Does all that challenging sound like respect for people? Jim thinks so because:
…I’ve come to realize that this problem solving process is actually the highest form of respect. The manager is saying to the employees that the manager can’t solve the problem alone, because the manager isn’t close enough to the problem to know the facts. He or she truly respects the employees’ knowledge and their dedication to finding the best answer.
But the employees can’t solve the problem alone either because they are often too close to the problem to see its context and they may refrain from asking tough questions about their own work.
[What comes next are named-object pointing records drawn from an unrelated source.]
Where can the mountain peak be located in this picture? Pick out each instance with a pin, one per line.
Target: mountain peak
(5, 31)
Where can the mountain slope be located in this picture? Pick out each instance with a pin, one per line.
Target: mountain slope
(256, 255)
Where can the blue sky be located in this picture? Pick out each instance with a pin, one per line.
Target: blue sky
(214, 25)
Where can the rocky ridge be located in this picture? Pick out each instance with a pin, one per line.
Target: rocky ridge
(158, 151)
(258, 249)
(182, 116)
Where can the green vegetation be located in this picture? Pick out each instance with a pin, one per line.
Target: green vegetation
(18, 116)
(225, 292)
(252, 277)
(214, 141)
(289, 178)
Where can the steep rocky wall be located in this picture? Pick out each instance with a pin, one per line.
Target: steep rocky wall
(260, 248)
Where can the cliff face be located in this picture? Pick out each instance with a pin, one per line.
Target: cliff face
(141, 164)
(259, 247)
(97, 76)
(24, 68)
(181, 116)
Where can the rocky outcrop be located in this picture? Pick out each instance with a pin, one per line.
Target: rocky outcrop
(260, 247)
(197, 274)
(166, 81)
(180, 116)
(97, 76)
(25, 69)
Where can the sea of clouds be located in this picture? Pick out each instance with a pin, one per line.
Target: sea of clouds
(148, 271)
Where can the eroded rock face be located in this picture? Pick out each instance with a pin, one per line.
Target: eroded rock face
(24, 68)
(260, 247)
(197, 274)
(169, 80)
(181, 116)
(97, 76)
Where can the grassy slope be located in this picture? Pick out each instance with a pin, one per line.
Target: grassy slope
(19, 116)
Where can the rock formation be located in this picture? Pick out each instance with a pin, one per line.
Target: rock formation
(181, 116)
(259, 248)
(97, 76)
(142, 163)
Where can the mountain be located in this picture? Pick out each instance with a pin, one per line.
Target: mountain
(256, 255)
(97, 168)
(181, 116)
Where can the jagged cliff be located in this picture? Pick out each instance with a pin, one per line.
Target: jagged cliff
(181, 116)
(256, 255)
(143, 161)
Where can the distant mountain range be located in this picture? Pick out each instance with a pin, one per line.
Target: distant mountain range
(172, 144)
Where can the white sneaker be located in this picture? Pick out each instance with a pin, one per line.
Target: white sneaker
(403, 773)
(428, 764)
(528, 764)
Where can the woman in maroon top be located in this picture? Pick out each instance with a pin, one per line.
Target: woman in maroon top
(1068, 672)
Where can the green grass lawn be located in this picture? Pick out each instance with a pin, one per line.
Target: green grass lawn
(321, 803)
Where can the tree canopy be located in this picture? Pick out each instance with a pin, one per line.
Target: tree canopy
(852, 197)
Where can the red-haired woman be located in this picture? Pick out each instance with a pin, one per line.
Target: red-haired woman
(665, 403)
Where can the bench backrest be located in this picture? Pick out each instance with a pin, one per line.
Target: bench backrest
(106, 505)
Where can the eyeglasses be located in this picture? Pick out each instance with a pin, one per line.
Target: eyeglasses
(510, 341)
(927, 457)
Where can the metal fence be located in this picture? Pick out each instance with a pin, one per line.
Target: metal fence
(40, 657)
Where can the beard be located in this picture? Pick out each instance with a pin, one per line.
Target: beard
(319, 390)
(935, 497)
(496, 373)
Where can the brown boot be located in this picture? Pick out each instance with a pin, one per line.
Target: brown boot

Only by showing mutual respect – each for the other and for each other’s role – is it possible to solve problems, make work more satisfying, and move organisational performance to a higher level.
And I think so too because it’s an approach completely congruent with the ‘adult-to-adult ego state’ and the ‘I’m OK, you’re OK’ position.
The (means to an) end…
Aviation safety work emphasises the flattening of hierarchy through the ability to speak up and be listened to as important factors in safely navigating high risk and crisis situations. Both of these factors are reinforced when people interact using adult-to-adult, OK-OK, respectful challenge behaviours.
But crises only happen occasionally, so focusing only on high risk and crisis situations misses the big prize of respectful challenge which is to make it part of daily practice, like Jim Womack describes above, because then it becomes an “in-the-muscle” thing that reinforces learning, change, and improvement because it follows the trajectory of:
Different thinking – Different behaviours – Different culture
Contrast this with the prevailing and static culture in many NHS organisations where, under the barrage of command and control, the default (and usually safest) response is to demur to hierarchy.
So, this is the story I will be telling in the forthcoming workshops; that understanding, practicing and expecting respectful challenge is of critical importance in the NHS of today and the future, because the practice is at the heart of meaningful learning, change and improvement.